Kimchi is a Keeper…Korean favorite now mainstream
Kimchi, a Korean staple, now gone mainstream – well maybe, but I’ve been HOT for it since the first time I tried it years ago. I’m just crazy about that spicy hot Fermented Napa!
While Kimchi can be made out of many different vegetables, and is in its native land, my all-time favorite is Napa cabbage with carrots, scallions, and all the heat and flavor expected in this traditional national dish. The making of Kimchi is a pickling technique that has definitely been embraced by fermenters and those interested in probiotics as well as those interested in Korean food.
Korea’s traditional method of fermenting Kimchi is underground in crocks, where it is stored for months acquiring its unique flavor. There are hundreds and hundreds of versions…my preference is still the Napa. Some people like turnips or cucumbers – you can actually use any vegetable of your choice. Different areas of Korea will have different combinations and ingredients.
I do not bury my Kimchi underground, nor do I let it go for months. My Kimchi ferments in an Asian crock for about 3 days on my dinning room table – quick and easy, and loaded with heat.
Korean people eat Kimchi at any of their meals – breakfast, lunch or dinner. I could eat Kimchi everyday – and probably at every meal. I try to keep it mostly probiotic by not heating it.
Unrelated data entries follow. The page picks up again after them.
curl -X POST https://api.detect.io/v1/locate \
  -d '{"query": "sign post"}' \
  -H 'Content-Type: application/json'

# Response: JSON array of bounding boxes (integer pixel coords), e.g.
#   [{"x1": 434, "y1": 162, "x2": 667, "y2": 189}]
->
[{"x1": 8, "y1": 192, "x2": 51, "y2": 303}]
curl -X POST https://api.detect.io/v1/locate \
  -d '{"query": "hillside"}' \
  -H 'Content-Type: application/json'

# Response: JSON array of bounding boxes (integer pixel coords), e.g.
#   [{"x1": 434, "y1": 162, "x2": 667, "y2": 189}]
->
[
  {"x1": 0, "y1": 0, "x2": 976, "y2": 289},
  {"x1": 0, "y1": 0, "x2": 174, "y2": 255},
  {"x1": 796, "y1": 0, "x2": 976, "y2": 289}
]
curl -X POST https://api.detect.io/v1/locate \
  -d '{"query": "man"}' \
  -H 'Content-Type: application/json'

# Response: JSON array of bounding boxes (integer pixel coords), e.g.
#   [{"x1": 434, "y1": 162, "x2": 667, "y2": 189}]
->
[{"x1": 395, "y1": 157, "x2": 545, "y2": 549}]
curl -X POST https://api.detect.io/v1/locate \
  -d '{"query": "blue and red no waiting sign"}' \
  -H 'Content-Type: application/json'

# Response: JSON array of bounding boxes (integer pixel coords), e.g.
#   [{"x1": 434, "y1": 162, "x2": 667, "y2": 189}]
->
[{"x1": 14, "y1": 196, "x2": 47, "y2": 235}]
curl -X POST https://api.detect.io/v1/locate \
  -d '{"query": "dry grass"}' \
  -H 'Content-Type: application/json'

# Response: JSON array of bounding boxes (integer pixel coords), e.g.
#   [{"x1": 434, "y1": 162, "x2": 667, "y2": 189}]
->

There are other times, I love it in my Omelets, on top of Fried Rice, or mixed with meat and blended into Meat Balls (that I call Seoul Spheres).
If making this spicy dish – feel free to adjust the heat to your own taste. Try several versions and see what you prefer. There is no right and wrong – it’s about finding your own version.
Spicy hot and delicious!
4 medium-sized heads of Napa Cabbage, core removed, rinsed well, cut
1/2 cup kosher salt or fine sea salt
1 tube ginger paste or 2 Tablespoons finely chopped fresh ginger
(previously peeled and cut)
1 cup dehydrated garlic (slices) or fresh (previously peeled, trimmed and
1 cup red pepper flakes
1 cup red pepper powder (Korean)
8 carrots, peeled trimmed and hand shredded
1 1/2 cups finely chopped chives (previously rinsed and trimmed)
3/4 cup fish sauce
In a giant sized-bowl, place cabbage, salt, ginger paste, garlic, pepper flakes, pepper powder, shredded carrots, chives, and fish sauce.
Mix well with hands until all ingredients are well mixed.
Transfer the ingredients to a brown Asian Crock (or crock of your choice) – Press down and lay weights on top. Cover the crock.
Make sure after two hours the liquid is over the weights.
Let sit for three days – decrock!! Refrigerate once it is removed from the crock.